I found that hard to believe but my father also told me an embassy worker in Dhaka came over to our house to verify that I was real and that I belonged to my parents.
“I have a copy of my mother’s passport with my name on it. Would you accept that?” I asked the embassy worker. He delayed his answer.
“Yes.”
I couldn’t believe it. No donation to the embassy needed.
I re-sent the passports back and in the mail returned four crisp passports with the approved stamps. It signaled to me that the trip we had in our mind, an idea floated years ago between Jillian and me, could actually happen. As I held the passports in hand, it hit me - we’re all going to live in Bangladesh.
Brief life update:
Jillian and I packed up our house and left it to renters on August 1. We flew to Sofia, Bulgaria and picked up our rental car and have been driving west through the Balkans. We are currently in Theth, Albania, among the Alps and animals.
When we were in residency, we worked at a hospital in rural Bangladesh in 2016 and afterwards, we talked about taking time off together. We spoke to Jillian’s sister who took a sabbatical with her family in Bogota, Colombia and she recommended doing it when the kids were little, before they became ingrained in their activities and friend circles, before they could declare their resistance. At the same time, when you have little kids, and they want to spend time with you, it’s a good time to see the world through their eyes.

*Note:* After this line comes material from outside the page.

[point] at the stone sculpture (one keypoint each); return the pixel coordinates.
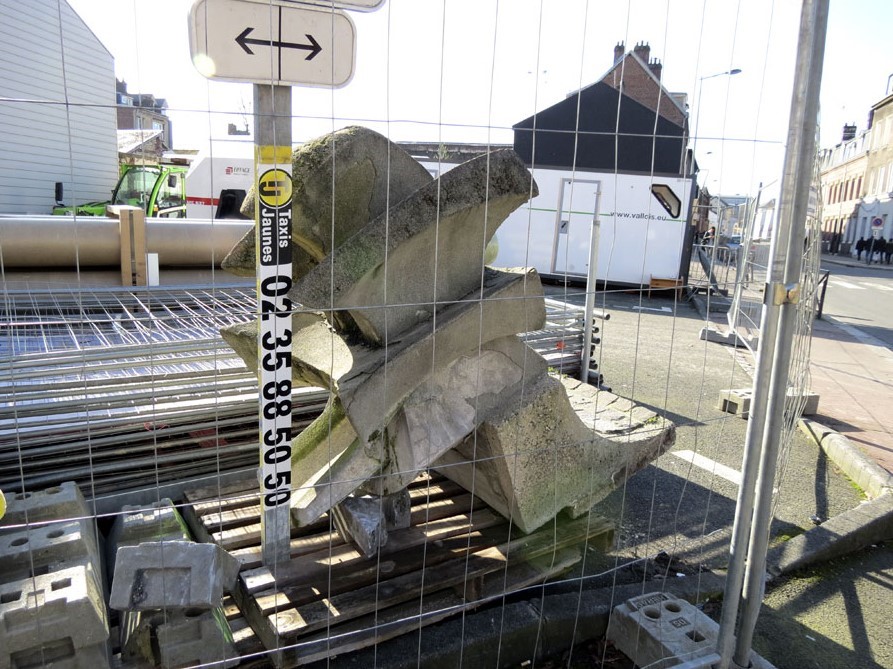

When we thought about where we would want to go, we wanted the location to be meaningful. Bangladesh is not a destination in many people’s minds, especially with their recent government protests and the ouster of the prime minister. But we spoke to my cousin, who gave us his review, that while the interim government is being formed, it should be safe. We wanted our kids to develop their Bangladeshi identity. Though I left Bangladesh at age three, I didn’t return until I was twenty-nine and I always felt like something was missing - knowing where you come from is important.

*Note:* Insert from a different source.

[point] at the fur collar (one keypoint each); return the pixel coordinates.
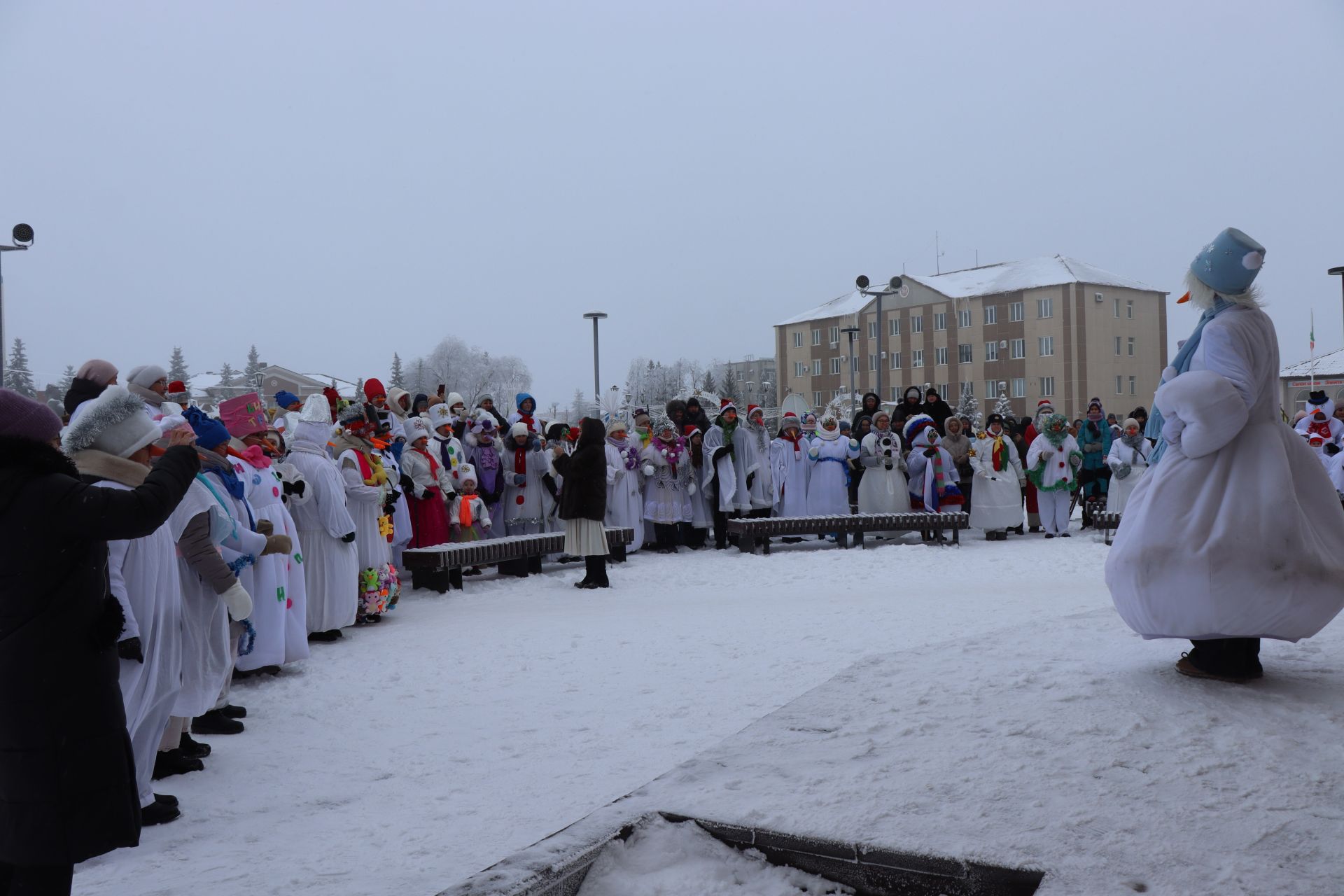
(38, 458)
(109, 466)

The plan is to fly to Bangladesh late September and put our kids into an English-medium school. Wanting to avoid Dhaka traffic, we found an apartment a few minutes away from the kids’ school.
Our jobs were fortunately okay with our leave of absence. I assumed I would need to quit my job, but after I approached my bosses, they said they could work my absence into the schedule (Thank you Jim, Soma, and Gabe!).
I’m still nervous about what the next year may bring, but I’m keeping an open mind, trying to learn about myself, my family, and others. I’ll plan to keep writing narrative medicine and personal essays while I’m abroad. Thank you for your continued reading. If you’ve ever done anything like this, I’d love to hear about it. See you in the comments!





Istiaq, I am so excited to follow you on this adventure. (And it wouldn't be a real adventure if it didn't begin with a bit of adversity!)
I couldn't agree more – now is the time to do this with your kids. We took our daughter on the road between the ages of 3.5 and 7. We thought, if we don't do it now, we might not do it later.
Those were the years that determined who we became as a family: our close bond, our resilience, and many other qualities that changed all three of us for the better.
PS: It's funny about Substack relationships and how we get to care about people we've never met. I'm excited for you and your family in the same way that I would be for an IRL friend or relative! Safe travels 💛
Istiaq, I am so happy for you! We did this for 7 months and have never regretted it! It was the absolute best thing we did. My kids were 13, 11 and turned 9 on the sabbatical. Can't wait to hear more my friend!